Template data context
Templates receive the full ClusterConfig struct. You access fields using Go template syntax:
{{ .Opencenter.Cluster.ClusterName }}
{{ .Opencenter.Infrastructure.Cloud.Openstack.AuthURL }}
{{ range .Opencenter.Services }}
- {{ .Name }}
{{ end }}
Sprig functions
Sprig adds ~70 utility functions to Go templates. Commonly used ones in the CLI:
| Function | Example | Purpose |
|---|---|---|
default | {{ default "us-east-1" .Region }} | Provide fallback values |
quote | {{ .Name | quote }} | Wrap in double quotes |
indent | {{ .Block | indent 4 }} | Indent multi-line strings |
toYaml | {{ .Values | toYaml }} | Serialize to YAML |
contains | {{ if contains "openstack" .Provider }} | String matching |
ternary | {{ ternary "yes" "no" .Enabled }} | Conditional values |
Template sandbox
The internal/template/ package includes a sandbox that restricts template execution.
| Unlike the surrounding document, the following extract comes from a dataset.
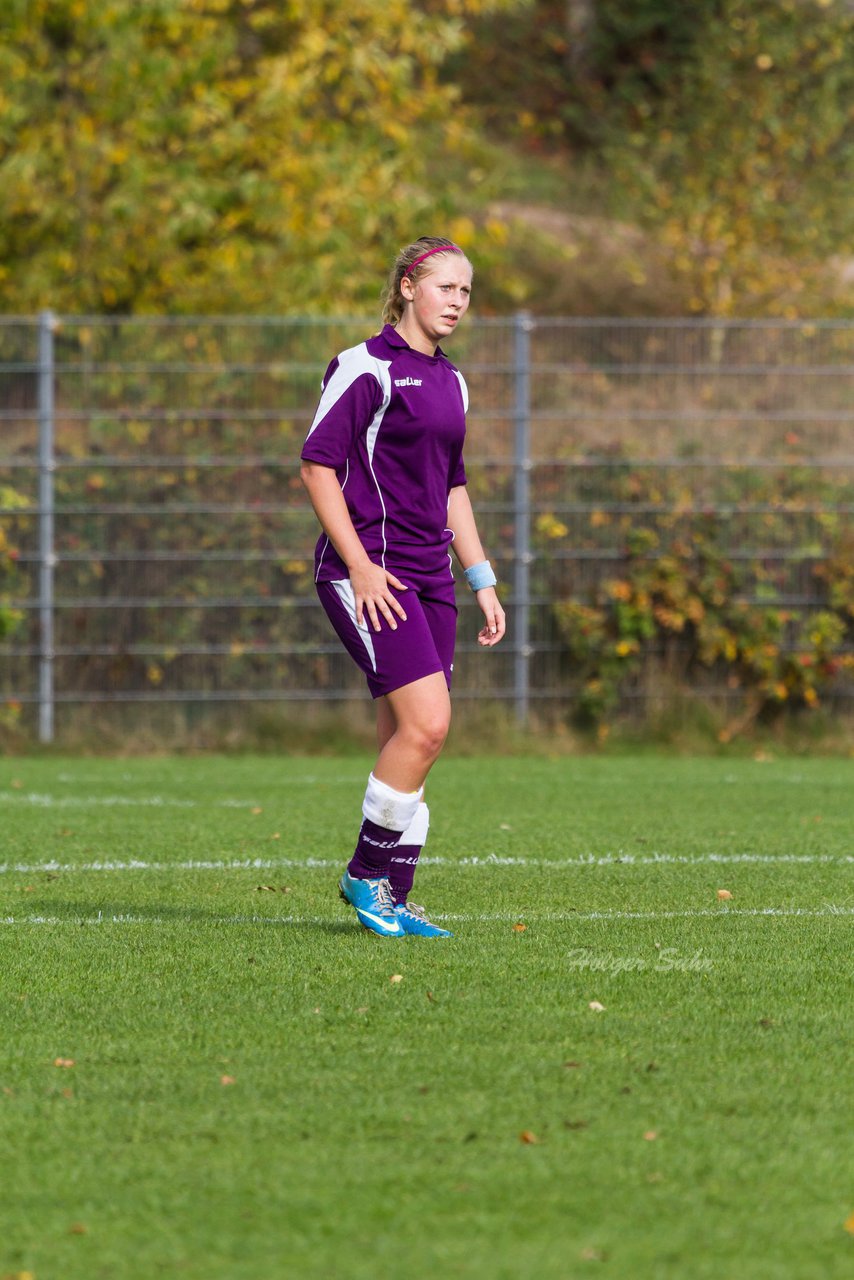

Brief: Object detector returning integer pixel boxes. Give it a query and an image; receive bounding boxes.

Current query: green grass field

Templates cannot:
- Execute shell commands
- Access the filesystem outside the output directory
- Import arbitrary Go packages
This prevents template injection attacks if untrusted data enters the config.
Where templates produce output
| Template source | Output | Used by |
|---|---|---|
internal/provision/openstack/templates/ | main.tf, provider.tf, variables.tf | OpenTofu/Terraform |
internal/provision/vmware/templates/ | main.tf, provider.tf | OpenTofu/Terraform |
internal/ansible/templates/ | inventory.yaml, group_vars/ | Kubespray |
internal/gitops/templates/ | FluxCD Kustomizations, GitRepository sources | FluxCD |
internal/sops/templates/ | .sops.yaml | SOPS encryption |
Testing templates
Use opencenter cluster render to render templates without applying them:
./bin/opencenter cluster render my-cluster
This writes rendered output to stdout or a specified directory, letting you inspect the generated files before running setup.
Template-specific tests live alongside the templates in cmd/cluster_template_test.go and cmd/cluster_render_integration_test.go.
Common misconceptions
- Templates don't execute Terraform or Ansible. They only generate the files. Execution happens in later pipeline stages.
- Sprig functions are available in all templates, not just Terraform ones. The same engine renders Kubespray inventories and FluxCD manifests.
- The config struct is the only data source for templates. Templates don't read files or make API calls during rendering.